Monday, December 8, 2008

The Greater Depression?



I find myself offended by the constant media references to the US Great Depression of the 1930's.  It seems disrespectful to compare anything that is going on in the US today with those that suffered in the 30's.  Further, the sentimental baggage surrounding the GD just adds more noise to a chaotic situation.  

Finally, there are aspects of the GD that aren't talked about very much.  Everything I have heard about that period, of course, is second hand.  But one thing that doesn't get talked about much is that people with money did pretty well.  This was always followed by the comment that no one had any, or some other reference to hard times.  But, frankly, people with cash did well.  Anyone that kept a job and their pay level was better off.  A lot better off.  And smart enough to not flaunt it.

From the BLS, CPI:

              YOY Chg     Cumulative        Return on Cash
1930         -2.3
1931          -9.0                -11                        +12.4
1932          -9.9               -20                        +25.0
1933          -5.1               -24                         +31.5

A lot of wages were sticky and even though unemployment was very high, a lot of people still had jobs.  Those that kept their jobs and whose wages weren't cut had a 31% raise over this period.  Cash in a mattress had a 31.5% return.
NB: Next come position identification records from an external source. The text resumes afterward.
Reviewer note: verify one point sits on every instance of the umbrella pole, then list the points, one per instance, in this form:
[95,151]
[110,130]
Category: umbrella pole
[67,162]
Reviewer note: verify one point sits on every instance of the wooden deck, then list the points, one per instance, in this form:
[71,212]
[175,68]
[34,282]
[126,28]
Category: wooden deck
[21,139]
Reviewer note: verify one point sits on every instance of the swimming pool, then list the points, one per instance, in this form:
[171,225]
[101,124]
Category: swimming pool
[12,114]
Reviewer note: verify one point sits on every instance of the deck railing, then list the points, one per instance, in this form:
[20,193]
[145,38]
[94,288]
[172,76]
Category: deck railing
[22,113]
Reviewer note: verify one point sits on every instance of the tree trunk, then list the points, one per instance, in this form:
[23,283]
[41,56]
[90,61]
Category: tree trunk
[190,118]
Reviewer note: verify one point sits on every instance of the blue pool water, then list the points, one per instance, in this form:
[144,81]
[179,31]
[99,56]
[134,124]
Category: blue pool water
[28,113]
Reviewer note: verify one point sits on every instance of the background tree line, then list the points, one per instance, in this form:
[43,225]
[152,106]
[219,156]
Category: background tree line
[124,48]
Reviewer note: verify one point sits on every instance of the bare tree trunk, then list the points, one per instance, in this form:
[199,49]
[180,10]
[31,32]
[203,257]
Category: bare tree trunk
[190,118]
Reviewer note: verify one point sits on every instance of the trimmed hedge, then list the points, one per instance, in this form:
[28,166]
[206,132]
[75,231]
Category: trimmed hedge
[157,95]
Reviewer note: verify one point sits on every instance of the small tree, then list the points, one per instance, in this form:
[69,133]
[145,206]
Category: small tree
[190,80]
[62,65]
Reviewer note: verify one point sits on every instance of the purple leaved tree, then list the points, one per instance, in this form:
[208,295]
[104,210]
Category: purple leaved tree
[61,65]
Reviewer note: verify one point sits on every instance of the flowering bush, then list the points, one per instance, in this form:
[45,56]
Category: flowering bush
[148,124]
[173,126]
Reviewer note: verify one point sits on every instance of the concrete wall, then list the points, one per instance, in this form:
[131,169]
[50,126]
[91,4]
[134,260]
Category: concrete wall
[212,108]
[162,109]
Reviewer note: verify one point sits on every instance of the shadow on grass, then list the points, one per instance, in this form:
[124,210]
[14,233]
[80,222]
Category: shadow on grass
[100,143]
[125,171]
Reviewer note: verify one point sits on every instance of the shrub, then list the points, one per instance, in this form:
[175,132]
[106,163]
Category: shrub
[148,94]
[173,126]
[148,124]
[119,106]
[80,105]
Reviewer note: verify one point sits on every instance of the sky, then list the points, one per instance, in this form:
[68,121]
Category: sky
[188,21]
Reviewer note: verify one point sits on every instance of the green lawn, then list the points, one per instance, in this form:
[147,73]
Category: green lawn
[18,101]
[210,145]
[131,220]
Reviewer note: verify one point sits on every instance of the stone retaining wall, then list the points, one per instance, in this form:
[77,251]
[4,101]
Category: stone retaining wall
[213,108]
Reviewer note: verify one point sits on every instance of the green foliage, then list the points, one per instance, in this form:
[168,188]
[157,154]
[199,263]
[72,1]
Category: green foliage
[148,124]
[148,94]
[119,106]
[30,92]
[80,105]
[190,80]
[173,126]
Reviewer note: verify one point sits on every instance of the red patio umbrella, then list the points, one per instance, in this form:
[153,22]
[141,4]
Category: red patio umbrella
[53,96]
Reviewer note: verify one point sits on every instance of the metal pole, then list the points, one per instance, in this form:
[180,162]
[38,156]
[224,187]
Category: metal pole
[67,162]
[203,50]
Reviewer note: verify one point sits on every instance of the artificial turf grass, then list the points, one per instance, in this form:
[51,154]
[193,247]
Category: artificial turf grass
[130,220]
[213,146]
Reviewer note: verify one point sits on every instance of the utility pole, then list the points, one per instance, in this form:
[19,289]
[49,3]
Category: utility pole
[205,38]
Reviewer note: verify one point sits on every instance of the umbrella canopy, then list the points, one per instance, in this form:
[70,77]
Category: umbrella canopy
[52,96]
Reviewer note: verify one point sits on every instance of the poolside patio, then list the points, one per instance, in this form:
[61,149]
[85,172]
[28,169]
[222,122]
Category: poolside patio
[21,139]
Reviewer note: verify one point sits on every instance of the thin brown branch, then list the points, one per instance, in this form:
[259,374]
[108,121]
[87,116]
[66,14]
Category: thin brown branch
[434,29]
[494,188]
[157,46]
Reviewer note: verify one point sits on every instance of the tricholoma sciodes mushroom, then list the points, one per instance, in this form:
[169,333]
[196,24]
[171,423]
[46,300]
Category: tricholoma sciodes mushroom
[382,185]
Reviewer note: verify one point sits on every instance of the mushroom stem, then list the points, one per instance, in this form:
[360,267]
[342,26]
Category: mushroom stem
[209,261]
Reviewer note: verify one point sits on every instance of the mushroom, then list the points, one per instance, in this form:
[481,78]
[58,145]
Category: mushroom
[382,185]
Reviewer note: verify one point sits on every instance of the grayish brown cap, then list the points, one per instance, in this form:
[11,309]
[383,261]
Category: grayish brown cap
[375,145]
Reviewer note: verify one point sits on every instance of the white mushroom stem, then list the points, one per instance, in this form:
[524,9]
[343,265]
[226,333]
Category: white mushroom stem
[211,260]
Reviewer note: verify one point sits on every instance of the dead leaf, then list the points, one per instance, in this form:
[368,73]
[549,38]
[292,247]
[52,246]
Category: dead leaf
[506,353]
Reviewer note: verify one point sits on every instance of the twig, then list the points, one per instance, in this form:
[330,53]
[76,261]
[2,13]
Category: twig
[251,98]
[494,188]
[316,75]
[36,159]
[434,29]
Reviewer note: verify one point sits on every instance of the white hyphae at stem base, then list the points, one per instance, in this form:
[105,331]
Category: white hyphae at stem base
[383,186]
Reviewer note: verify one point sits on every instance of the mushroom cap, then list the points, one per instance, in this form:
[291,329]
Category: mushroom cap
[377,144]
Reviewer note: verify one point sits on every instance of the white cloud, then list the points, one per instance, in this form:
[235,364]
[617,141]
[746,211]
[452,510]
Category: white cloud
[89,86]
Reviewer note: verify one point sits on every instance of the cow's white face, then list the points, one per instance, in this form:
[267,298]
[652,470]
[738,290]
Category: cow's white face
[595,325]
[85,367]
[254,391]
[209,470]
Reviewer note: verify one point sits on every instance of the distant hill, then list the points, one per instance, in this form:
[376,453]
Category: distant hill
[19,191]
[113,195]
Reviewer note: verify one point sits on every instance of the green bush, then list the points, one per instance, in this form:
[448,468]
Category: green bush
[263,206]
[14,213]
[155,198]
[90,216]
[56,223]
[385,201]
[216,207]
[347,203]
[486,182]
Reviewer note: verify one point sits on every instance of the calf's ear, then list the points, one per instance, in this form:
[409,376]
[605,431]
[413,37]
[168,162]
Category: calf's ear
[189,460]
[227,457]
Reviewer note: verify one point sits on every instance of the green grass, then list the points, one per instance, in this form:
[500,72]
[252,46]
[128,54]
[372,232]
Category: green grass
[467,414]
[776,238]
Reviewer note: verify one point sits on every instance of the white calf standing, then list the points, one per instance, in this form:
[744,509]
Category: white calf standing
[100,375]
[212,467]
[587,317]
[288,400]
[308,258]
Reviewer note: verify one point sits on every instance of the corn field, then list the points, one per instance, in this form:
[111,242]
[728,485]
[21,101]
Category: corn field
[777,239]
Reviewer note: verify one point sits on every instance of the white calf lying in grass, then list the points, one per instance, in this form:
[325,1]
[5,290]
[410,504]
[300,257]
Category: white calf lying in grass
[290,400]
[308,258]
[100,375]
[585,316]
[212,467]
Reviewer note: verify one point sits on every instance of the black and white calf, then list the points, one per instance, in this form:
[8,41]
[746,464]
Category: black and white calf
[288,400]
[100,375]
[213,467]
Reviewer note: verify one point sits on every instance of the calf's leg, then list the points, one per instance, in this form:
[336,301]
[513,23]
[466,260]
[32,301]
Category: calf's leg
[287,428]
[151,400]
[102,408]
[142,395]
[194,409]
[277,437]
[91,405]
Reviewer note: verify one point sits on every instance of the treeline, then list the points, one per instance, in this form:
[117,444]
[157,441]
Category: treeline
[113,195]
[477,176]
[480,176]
The National Bank of Sealey was the hot investment of the time.  Some of the virtues of that generation -- avoid debt, avoid risk, save (hoard) cash, was an attachment to the winning strategy of the decade.  

For everyone waiting for deflation, remember that we have a Fed Chairman that has written extensively about doing anything to avoid deflation.  We have hedge fund guys running Treasury.  And we have people lined up to loan them money like people were begging for shares in the ipo of pets.com.  The 10 year is at a 50 year low.  

This December, the Social Security COLA is 5.8%.  If we have 10% deflation, like the 30's, they get a 16% raise in real benefits.  Now some of this really needs to happen, since food and energy were ignored in the official CPI.  This is simply unmeasured inflation unwinding.  

Remember the Andy Hardy movies?


Dad was a judge.  A government employee.  And they always had a maid and a cook and seemed pretty prosperous.  Sure it was just the movies, but not much more of a distortion then the migrant photos.  

The point of this being that I don't see people on a fixed income getting a 30% increase in real benefits over the next three years.  I don't see hoarded cash earning 30%. 

I do see the Treasury borrowing money under 3% for 10 years and people are having a hard time counting the ways that we will employ fiscal stimulus.  I also see the Treasury being run like a hedge fund, with positive carry on all the bailed out assets, which have pretty decent haircuts.  Plus a lot of equity kickers.  

I don't want to be lending to the hedge fund of last resort.